Ben senin canını almaya gelince yüzümdeki güzelliği görünce hayrete düşecek ve: ” Aman Allah’ım! Bu ne güzellik! Ben rüyada mıyım!” diyecektin. Çünkü o zaman sana Cennet müjdecisi olacaktım, şimdiki gibi Cehennem habercisi değil! Seni Rabbi’ne götürmeye geldiğimi söyleyecektim. Sen korkuyla karışık: ” Rabbim benden razı değilse?” diyecektin. Ben de yüzümdeki güzelliği hatırlatıp korkmana gerek olmadığını söyleyecektim. İçini huzur kaplayacaktı.
– Keşke hayatımı yeniden yaşayabilme imkanım olsaydı.
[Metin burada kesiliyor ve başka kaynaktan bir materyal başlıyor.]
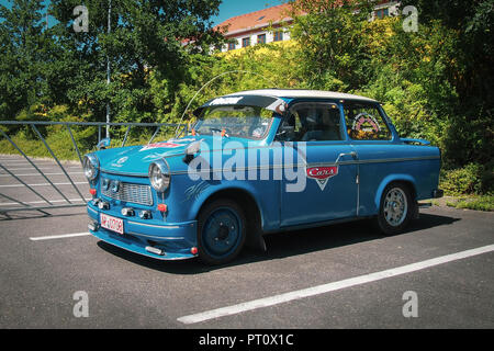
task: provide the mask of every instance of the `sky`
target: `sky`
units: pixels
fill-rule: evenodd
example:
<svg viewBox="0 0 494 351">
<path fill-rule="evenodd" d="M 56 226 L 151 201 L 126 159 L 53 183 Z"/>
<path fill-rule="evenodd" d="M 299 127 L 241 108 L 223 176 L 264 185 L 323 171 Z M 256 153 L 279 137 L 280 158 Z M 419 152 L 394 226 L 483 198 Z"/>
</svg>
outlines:
<svg viewBox="0 0 494 351">
<path fill-rule="evenodd" d="M 44 3 L 48 3 L 49 0 L 45 0 Z M 220 4 L 220 14 L 212 19 L 213 24 L 220 24 L 233 16 L 245 14 L 266 8 L 274 7 L 287 2 L 287 0 L 223 0 Z M 1 4 L 9 7 L 9 1 L 0 0 Z M 81 0 L 83 3 L 83 0 Z"/>
</svg>

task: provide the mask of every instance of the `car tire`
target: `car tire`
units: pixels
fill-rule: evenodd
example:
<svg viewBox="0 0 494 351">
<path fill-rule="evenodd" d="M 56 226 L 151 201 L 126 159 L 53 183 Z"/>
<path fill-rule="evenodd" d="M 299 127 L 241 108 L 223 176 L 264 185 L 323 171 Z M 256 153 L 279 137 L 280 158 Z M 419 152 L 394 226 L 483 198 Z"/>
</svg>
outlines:
<svg viewBox="0 0 494 351">
<path fill-rule="evenodd" d="M 199 258 L 206 264 L 235 259 L 246 240 L 247 222 L 242 207 L 228 199 L 205 205 L 198 216 Z"/>
<path fill-rule="evenodd" d="M 403 183 L 390 183 L 384 188 L 379 206 L 377 226 L 384 235 L 402 233 L 414 215 L 412 194 Z"/>
</svg>

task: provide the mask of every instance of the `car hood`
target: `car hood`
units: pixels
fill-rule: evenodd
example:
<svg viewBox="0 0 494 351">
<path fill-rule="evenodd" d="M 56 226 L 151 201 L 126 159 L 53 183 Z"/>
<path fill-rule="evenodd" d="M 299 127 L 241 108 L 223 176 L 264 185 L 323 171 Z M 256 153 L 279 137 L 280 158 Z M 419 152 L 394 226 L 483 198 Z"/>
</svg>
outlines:
<svg viewBox="0 0 494 351">
<path fill-rule="evenodd" d="M 195 137 L 187 137 L 102 150 L 98 152 L 100 168 L 106 173 L 147 176 L 149 163 L 164 157 L 183 155 L 187 146 L 195 140 Z"/>
<path fill-rule="evenodd" d="M 181 157 L 186 152 L 186 148 L 193 141 L 201 141 L 201 149 L 220 151 L 223 148 L 228 148 L 229 145 L 235 147 L 250 147 L 259 143 L 247 140 L 243 138 L 213 138 L 211 136 L 193 137 L 188 136 L 180 139 L 169 139 L 166 141 L 151 143 L 139 146 L 128 146 L 122 148 L 112 148 L 98 151 L 100 160 L 100 168 L 102 172 L 116 173 L 124 176 L 147 177 L 149 165 L 164 157 L 170 158 L 173 156 Z M 235 141 L 235 144 L 227 144 Z M 218 144 L 220 143 L 220 144 Z M 252 144 L 250 144 L 252 143 Z M 169 165 L 172 171 L 179 171 L 181 168 L 187 169 L 187 165 L 179 160 L 171 161 Z"/>
</svg>

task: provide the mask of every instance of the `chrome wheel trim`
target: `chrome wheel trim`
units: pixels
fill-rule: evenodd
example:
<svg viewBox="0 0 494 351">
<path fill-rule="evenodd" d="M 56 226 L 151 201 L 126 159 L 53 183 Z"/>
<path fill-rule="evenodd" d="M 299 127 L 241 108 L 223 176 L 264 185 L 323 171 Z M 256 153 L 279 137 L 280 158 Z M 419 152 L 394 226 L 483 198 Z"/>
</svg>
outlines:
<svg viewBox="0 0 494 351">
<path fill-rule="evenodd" d="M 400 226 L 408 213 L 408 201 L 405 192 L 401 188 L 391 189 L 383 204 L 383 214 L 386 223 L 392 227 Z"/>
</svg>

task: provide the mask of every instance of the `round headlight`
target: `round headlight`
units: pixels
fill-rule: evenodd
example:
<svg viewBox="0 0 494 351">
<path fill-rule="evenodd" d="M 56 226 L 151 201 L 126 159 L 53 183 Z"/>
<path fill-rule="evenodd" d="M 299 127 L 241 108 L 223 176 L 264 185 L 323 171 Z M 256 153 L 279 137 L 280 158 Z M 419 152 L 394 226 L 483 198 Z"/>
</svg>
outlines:
<svg viewBox="0 0 494 351">
<path fill-rule="evenodd" d="M 98 170 L 100 169 L 100 162 L 98 158 L 90 154 L 85 156 L 85 160 L 82 163 L 82 168 L 85 171 L 85 176 L 89 181 L 93 181 L 98 177 Z"/>
<path fill-rule="evenodd" d="M 149 165 L 149 182 L 151 186 L 162 193 L 170 185 L 170 169 L 166 161 L 158 160 Z"/>
</svg>

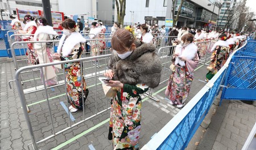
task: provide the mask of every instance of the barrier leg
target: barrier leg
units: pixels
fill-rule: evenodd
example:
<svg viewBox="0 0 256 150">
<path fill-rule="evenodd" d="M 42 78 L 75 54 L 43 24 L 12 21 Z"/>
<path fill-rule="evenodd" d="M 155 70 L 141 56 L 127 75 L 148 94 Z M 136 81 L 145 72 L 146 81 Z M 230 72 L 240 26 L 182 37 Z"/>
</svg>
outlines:
<svg viewBox="0 0 256 150">
<path fill-rule="evenodd" d="M 157 98 L 152 96 L 152 93 L 153 93 L 153 89 L 150 88 L 148 90 L 148 93 L 146 93 L 144 94 L 146 95 L 148 98 L 149 98 L 156 102 L 160 102 L 159 99 L 158 99 Z"/>
</svg>

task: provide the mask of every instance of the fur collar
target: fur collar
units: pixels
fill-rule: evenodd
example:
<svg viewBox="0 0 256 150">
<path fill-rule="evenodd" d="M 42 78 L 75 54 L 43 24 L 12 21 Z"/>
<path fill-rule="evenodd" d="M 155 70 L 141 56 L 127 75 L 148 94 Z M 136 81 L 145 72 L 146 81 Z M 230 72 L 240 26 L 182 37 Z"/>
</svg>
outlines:
<svg viewBox="0 0 256 150">
<path fill-rule="evenodd" d="M 179 53 L 179 57 L 186 57 L 188 60 L 192 60 L 197 52 L 197 47 L 193 43 L 190 43 L 186 47 L 185 47 L 184 49 L 181 52 L 182 47 L 180 44 L 177 45 L 175 49 L 175 53 Z M 177 64 L 180 64 L 180 66 L 185 66 L 185 62 L 183 60 L 180 60 L 178 57 L 175 58 L 175 65 Z"/>
<path fill-rule="evenodd" d="M 197 39 L 197 40 L 201 40 L 204 39 L 205 37 L 205 35 L 204 33 L 201 33 L 201 34 L 200 35 L 198 35 L 198 34 L 196 34 L 196 35 L 195 35 L 195 39 Z"/>
<path fill-rule="evenodd" d="M 38 27 L 34 36 L 34 40 L 37 40 L 38 36 L 40 34 L 47 34 L 48 35 L 57 35 L 57 32 L 53 30 L 53 27 L 49 26 L 40 26 Z"/>
<path fill-rule="evenodd" d="M 224 41 L 224 40 L 218 40 L 215 44 L 213 45 L 213 47 L 210 49 L 210 52 L 213 52 L 214 49 L 216 48 L 217 46 L 221 46 L 221 47 L 229 47 L 230 44 L 229 44 L 229 42 L 228 40 Z"/>
<path fill-rule="evenodd" d="M 86 41 L 80 34 L 76 32 L 72 32 L 68 38 L 66 38 L 66 35 L 63 35 L 57 49 L 57 52 L 60 54 L 62 48 L 62 55 L 63 56 L 68 56 L 72 52 L 74 47 L 78 43 L 85 43 Z M 64 43 L 64 41 L 65 43 Z"/>
<path fill-rule="evenodd" d="M 229 39 L 226 40 L 226 41 L 228 43 L 229 45 L 234 44 L 236 43 L 236 39 L 234 38 L 230 38 Z"/>
<path fill-rule="evenodd" d="M 15 23 L 15 22 L 20 22 L 20 21 L 19 20 L 19 19 L 15 18 L 11 20 L 11 26 L 14 25 L 14 23 Z"/>
<path fill-rule="evenodd" d="M 27 30 L 31 26 L 35 26 L 36 28 L 38 27 L 38 25 L 36 25 L 36 23 L 35 23 L 35 21 L 31 21 L 28 23 L 27 23 L 25 25 L 25 27 L 24 27 L 23 30 L 24 31 L 27 31 Z"/>
</svg>

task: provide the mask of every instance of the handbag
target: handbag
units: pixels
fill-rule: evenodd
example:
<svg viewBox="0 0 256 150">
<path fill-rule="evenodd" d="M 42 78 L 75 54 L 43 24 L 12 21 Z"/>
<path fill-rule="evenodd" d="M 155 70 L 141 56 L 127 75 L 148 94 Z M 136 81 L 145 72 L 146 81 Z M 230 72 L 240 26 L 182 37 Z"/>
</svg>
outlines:
<svg viewBox="0 0 256 150">
<path fill-rule="evenodd" d="M 174 63 L 172 63 L 171 65 L 170 66 L 170 69 L 172 71 L 175 71 L 175 65 L 174 64 Z"/>
<path fill-rule="evenodd" d="M 207 66 L 207 69 L 208 70 L 210 71 L 210 72 L 214 72 L 214 68 L 213 67 L 212 67 L 212 66 Z"/>
</svg>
Geçmiş olsun! Neyse! Ailen ve sevdiklerin aklına gelecekti bir bir. Ama onların da zamanı gelince dünyadaki rollerinin son bulup yanına geleceklerini hatırlayınca rahatlayacaktın. Tere yağından kıl çeker gibi ayrılacaktı ruhun bedeninden. Bulutların üstünde gibi, yumuşacık. Haberin bile olmayacaktı. Gül bahçesine girer gibi. Tüm hücrelerinde h,issedecektin mutluluğu.
– Ama şimdi.
– Çığlık atmayı bile beceremeyeceksin çekeceğin acıdan! Bak vakit doldu konuşmaktan kelime-i şehadet getirmeyi bile unuttun.
Gözümün önündeki perdeler açılmaya başladı. Gayb meğer ne yakınmış. Keşke iş işten geçmiş olmasaydı. Neler yapmazdım ki! Artık keşkelerimin hiçbir değeri yok.